Lieferengpässe und Reparaturen

In der ÖBB bestätigt man diese Quote nicht, dementiert die Informationen aber auch nicht. 2023 sei mit 480 Millionen Fahrgästen ein Rekordjahr für Bus und Bahn gewesen. Das sei erfreulich, "der Bahnboom bringt uns aber an Kapazitätsgrenzen", wird betont. Das führe zu Qualitätseinbußen. Allein die Extremwetterereignisse hätten zur Vervierfachung der Zugausfälle geführt. Hinzu kämen Lieferengpässe, neues Wagenmaterial lasse auf sich warten. ÖBB-Chef Andreas Matthä hatte am Wochenende in einem Kurier-Interview von "Wachstumsschmerzen" gesprochen, an denen die ÖBB leide, weil 2018 bei Siemens bestellte Railjet-Züge erst heuer ausgeliefert werden. Alte und wartungsintensive Züge erforderten mehr Reparaturen, was wiederum zu Engpässen führe. Auch Ersatzteile fehlten. Um Lieferungen zu beschleunigen, habe man neue Lieferanten zertifiziert. Die Werkstetten der ÖBB-Technische Services arbeiteten auf Hochtouren an der Instandsetzung der schadhaften Züge, wird betont.

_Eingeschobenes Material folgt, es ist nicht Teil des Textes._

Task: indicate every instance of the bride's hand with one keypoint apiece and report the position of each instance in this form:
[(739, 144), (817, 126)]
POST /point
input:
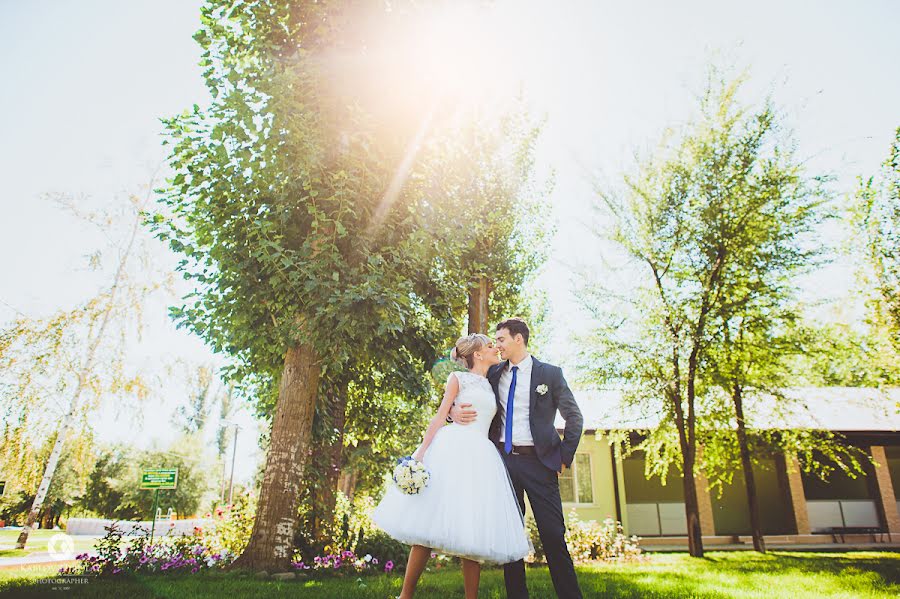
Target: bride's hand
[(463, 414)]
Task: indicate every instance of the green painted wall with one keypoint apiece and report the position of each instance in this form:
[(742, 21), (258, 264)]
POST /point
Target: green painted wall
[(731, 512), (604, 504)]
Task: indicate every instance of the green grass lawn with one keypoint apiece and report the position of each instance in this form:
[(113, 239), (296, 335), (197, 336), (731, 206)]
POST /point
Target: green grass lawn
[(719, 574), (37, 541)]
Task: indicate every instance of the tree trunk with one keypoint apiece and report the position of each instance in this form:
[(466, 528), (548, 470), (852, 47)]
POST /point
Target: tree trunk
[(347, 482), (479, 293), (692, 507), (84, 373), (271, 543), (759, 543)]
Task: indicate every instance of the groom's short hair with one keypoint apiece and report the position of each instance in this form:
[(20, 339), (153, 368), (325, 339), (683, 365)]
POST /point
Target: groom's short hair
[(515, 326)]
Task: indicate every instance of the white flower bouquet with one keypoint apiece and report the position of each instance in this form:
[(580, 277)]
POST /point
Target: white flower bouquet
[(410, 476)]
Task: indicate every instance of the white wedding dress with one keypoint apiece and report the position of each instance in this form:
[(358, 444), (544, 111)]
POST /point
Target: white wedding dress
[(468, 508)]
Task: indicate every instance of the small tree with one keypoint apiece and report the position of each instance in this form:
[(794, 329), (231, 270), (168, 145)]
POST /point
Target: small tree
[(75, 358), (701, 220)]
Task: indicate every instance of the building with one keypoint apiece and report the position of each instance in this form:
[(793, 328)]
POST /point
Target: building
[(795, 508)]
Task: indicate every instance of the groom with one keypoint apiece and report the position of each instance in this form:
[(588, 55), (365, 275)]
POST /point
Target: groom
[(529, 393)]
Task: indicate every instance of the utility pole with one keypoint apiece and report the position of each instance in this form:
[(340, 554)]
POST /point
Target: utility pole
[(233, 456)]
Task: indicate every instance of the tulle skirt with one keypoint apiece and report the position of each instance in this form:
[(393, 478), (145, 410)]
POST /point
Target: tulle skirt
[(468, 508)]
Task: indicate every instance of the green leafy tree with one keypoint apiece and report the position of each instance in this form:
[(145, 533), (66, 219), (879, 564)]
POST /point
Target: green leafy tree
[(306, 268), (878, 219), (710, 222), (58, 370)]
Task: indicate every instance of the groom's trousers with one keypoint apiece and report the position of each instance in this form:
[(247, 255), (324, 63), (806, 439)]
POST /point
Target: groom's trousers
[(530, 476)]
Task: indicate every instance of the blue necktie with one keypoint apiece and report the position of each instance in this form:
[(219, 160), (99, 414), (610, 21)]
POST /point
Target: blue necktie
[(507, 445)]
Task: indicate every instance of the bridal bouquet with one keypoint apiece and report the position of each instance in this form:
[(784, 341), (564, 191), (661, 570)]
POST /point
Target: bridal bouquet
[(410, 476)]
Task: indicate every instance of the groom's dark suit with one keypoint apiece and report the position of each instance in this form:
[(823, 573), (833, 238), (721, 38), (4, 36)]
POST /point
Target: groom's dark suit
[(536, 473)]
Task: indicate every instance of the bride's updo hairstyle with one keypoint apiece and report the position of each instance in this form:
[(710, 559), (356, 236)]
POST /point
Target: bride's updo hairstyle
[(464, 352)]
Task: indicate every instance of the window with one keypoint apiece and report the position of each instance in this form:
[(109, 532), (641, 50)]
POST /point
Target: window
[(575, 484)]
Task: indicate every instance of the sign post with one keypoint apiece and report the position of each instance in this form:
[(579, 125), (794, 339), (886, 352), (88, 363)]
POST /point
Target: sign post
[(158, 478)]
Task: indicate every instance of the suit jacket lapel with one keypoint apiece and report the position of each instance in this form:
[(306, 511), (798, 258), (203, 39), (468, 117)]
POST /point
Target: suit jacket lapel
[(536, 369), (495, 381)]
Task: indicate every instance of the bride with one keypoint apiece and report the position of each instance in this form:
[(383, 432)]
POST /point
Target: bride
[(468, 508)]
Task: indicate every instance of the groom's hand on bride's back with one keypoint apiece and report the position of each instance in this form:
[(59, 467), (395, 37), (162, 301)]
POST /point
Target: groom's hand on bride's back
[(463, 413)]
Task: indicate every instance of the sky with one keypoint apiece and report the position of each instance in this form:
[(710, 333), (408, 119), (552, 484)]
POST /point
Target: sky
[(85, 83)]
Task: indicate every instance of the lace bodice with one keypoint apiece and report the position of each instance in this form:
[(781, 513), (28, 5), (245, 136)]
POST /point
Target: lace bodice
[(476, 390)]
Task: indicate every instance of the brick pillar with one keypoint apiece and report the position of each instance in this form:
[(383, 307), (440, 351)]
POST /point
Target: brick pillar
[(704, 503), (789, 475), (885, 498)]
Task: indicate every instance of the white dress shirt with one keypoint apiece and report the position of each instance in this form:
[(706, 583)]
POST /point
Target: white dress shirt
[(521, 401)]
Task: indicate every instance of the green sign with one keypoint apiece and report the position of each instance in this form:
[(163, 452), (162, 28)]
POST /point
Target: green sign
[(159, 478)]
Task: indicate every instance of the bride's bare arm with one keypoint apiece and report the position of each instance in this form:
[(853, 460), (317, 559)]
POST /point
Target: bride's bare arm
[(450, 393)]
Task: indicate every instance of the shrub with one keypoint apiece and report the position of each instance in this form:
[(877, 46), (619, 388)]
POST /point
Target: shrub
[(604, 541), (184, 553), (232, 524)]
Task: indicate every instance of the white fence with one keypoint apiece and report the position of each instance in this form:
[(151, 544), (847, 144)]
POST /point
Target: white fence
[(95, 526), (656, 519), (825, 515)]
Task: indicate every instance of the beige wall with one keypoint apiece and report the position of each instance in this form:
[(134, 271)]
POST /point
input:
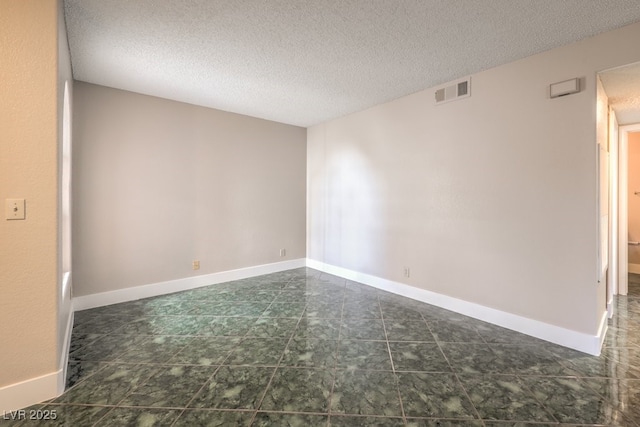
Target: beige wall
[(634, 200), (28, 169), (158, 184), (489, 199)]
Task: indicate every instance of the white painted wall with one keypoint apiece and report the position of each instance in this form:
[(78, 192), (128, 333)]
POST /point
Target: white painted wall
[(158, 184), (491, 199), (65, 310)]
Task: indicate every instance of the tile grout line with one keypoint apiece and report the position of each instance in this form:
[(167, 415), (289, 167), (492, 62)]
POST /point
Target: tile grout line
[(455, 372), (241, 339), (393, 368), (337, 353), (273, 374)]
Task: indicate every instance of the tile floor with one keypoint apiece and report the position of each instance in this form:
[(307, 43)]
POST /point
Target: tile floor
[(301, 348)]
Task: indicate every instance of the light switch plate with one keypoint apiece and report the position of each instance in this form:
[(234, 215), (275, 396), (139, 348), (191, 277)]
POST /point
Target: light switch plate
[(14, 209)]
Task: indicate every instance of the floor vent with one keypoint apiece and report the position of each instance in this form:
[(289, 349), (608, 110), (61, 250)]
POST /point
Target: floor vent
[(461, 89)]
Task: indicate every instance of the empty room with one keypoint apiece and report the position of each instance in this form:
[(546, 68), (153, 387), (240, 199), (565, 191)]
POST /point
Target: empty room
[(331, 213)]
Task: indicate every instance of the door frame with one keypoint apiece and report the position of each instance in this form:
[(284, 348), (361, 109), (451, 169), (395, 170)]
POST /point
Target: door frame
[(623, 202)]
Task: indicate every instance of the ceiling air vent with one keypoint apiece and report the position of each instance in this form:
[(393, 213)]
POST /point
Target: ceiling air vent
[(461, 89)]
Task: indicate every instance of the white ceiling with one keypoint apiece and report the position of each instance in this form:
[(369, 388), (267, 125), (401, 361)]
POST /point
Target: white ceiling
[(306, 61), (622, 86)]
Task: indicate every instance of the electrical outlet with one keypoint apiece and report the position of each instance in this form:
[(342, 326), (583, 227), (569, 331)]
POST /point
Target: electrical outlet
[(407, 272), (14, 209)]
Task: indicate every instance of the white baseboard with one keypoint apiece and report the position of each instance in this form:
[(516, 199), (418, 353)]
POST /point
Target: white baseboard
[(590, 344), (64, 356), (26, 393), (171, 286)]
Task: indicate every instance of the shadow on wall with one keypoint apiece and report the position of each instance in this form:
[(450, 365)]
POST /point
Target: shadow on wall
[(353, 212)]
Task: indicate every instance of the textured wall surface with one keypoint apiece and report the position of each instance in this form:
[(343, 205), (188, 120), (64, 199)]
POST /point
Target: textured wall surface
[(158, 184), (634, 200), (28, 169), (306, 61), (489, 199)]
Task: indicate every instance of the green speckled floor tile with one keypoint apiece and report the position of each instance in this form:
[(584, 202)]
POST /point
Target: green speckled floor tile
[(445, 331), (362, 329), (323, 310), (285, 309), (139, 417), (79, 371), (257, 351), (424, 422), (279, 327), (366, 393), (312, 327), (310, 353), (234, 387), (109, 385), (570, 400), (316, 349), (407, 330), (206, 351), (213, 418), (364, 421), (433, 395), (364, 355), (299, 390), (365, 310), (62, 415), (227, 326), (170, 386), (418, 356), (296, 296), (180, 325), (399, 311), (504, 397), (474, 358), (623, 394), (530, 360), (269, 419), (107, 348), (156, 349)]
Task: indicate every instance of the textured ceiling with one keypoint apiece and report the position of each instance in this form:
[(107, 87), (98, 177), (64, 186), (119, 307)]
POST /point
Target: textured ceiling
[(306, 61), (622, 86)]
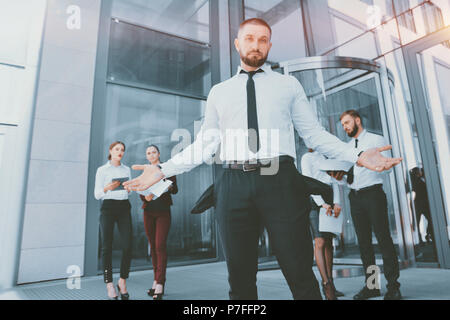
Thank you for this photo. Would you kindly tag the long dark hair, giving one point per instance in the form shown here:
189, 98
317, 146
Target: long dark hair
115, 143
154, 146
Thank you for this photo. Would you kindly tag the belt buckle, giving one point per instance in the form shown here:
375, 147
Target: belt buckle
248, 170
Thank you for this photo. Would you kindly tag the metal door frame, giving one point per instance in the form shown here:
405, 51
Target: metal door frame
382, 78
425, 136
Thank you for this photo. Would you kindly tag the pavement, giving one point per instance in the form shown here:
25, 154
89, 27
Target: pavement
210, 282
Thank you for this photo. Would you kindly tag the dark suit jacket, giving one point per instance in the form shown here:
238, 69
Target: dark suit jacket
305, 185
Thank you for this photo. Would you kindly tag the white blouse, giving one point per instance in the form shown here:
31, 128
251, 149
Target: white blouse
105, 174
309, 165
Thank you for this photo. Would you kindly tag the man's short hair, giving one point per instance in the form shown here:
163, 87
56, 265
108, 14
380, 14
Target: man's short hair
256, 21
353, 113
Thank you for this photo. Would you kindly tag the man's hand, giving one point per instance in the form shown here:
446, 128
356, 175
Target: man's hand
373, 159
337, 210
338, 175
151, 175
111, 186
328, 208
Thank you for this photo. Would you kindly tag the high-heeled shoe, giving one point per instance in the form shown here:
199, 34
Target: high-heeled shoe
123, 296
328, 290
158, 296
112, 298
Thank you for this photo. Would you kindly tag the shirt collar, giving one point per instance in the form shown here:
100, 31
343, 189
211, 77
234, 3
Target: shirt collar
363, 133
266, 68
108, 164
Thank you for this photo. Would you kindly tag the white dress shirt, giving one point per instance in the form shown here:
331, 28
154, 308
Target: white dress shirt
364, 177
282, 106
105, 174
310, 167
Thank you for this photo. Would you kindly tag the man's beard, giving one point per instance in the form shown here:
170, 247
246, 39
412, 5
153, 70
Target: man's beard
354, 131
254, 62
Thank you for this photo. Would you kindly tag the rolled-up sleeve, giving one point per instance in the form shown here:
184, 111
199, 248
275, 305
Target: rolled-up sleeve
203, 148
307, 171
314, 135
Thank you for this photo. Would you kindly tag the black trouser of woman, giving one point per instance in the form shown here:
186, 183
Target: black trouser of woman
116, 211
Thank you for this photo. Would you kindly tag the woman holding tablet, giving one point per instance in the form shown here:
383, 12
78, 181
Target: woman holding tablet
157, 224
115, 209
323, 241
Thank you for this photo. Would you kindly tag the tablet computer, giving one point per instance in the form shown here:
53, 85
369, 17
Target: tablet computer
122, 180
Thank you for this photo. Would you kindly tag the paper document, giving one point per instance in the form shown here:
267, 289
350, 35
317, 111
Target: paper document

Die Anmerkungen aus dem Klimaschutzministerium betreffend die Qualitätsprobleme der ÖBB vor allem in der Ostregion klingen übrigens zunehmend entnervt: "Die Situation ist in manchen Gebieten des Landes nicht zufriedenstellend. Es heißt dabei jetzt für alle Zuständigen die Ärmel hochzukrempeln und daran zu arbeiten, die Situation rasch zu verbessern. Wir erwarten uns, dass sich die ÖBB hier ihrer Verantwortung für eine gute Zukunft des Bahnverkehrs bewusst ist.“

Probleme wie diese gehen früher oder später ins Geld. Denn der Nah- und Regionalzüge, aber auch Schnellzüge auf der Südbahn und westlich von Salzburg sowie Nachtzüge werden vom Verkehrsministerium bestellt und bezahlt. Pro Kilometer bekommt die ÖBB je nach Zugtyp eine Abgeltung von fünf Euro aufwärts. Fällt ein Zug aus, gibt es kein Geld. Über das Volumen der Minderleistungen gibt die ÖBB keine Auskunft.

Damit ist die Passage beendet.